= Jan Henrik Nitter Hansen =

Norwegian politician

Jan Henrik Nitter Hansen (1801–1879) was a Norwegian businessman and politician.

He was born at Døsen in the parish of Lyster (later spelled Luster) in Nordre Bergenhus county, Norway.
He later relocated to the village of Lærdalsøyri, and became the most significant merchant and landowner there. Much of his real estate was bought at an auction in 1828. He also bought a number of ships, which were kept in traffic between Lofoten and the Baltic Sea. In 1858, he founded the transport company Nordre Bergenhus Amts Dampskibe (later known as Fylkesbaatane i Sogn og Fjordane) together with mayor Harald Ulrik Sverdrup and jurist Michael Aubert. He was also director of the local savings bank.

Jan Henrik Nitter Hansen was also involved in politics.

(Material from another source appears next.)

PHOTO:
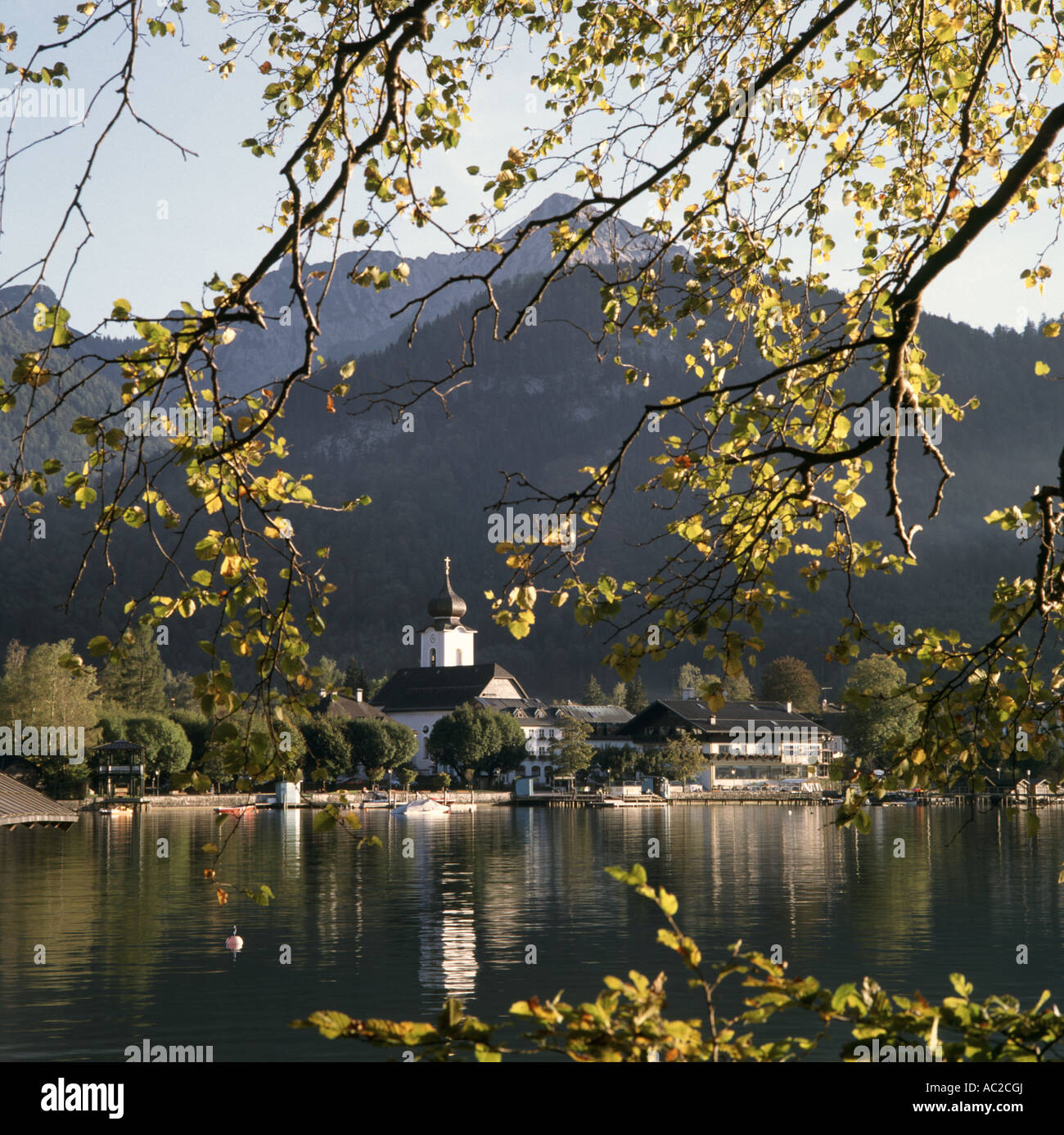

He served as mayor of Lærdal Municipality from 1844 to 1845 and 1848 to 1857, and served as a deputy representative to the Norwegian Parliament in 1851 and 1854.

His son Tøger Ravn Jan Henrikson Hansen (b. 1850, Tøger Ravn for short), inherited his business interests, and served as mayor from 1880 to 1881, 1889 to 1901 and 1905 to 1907.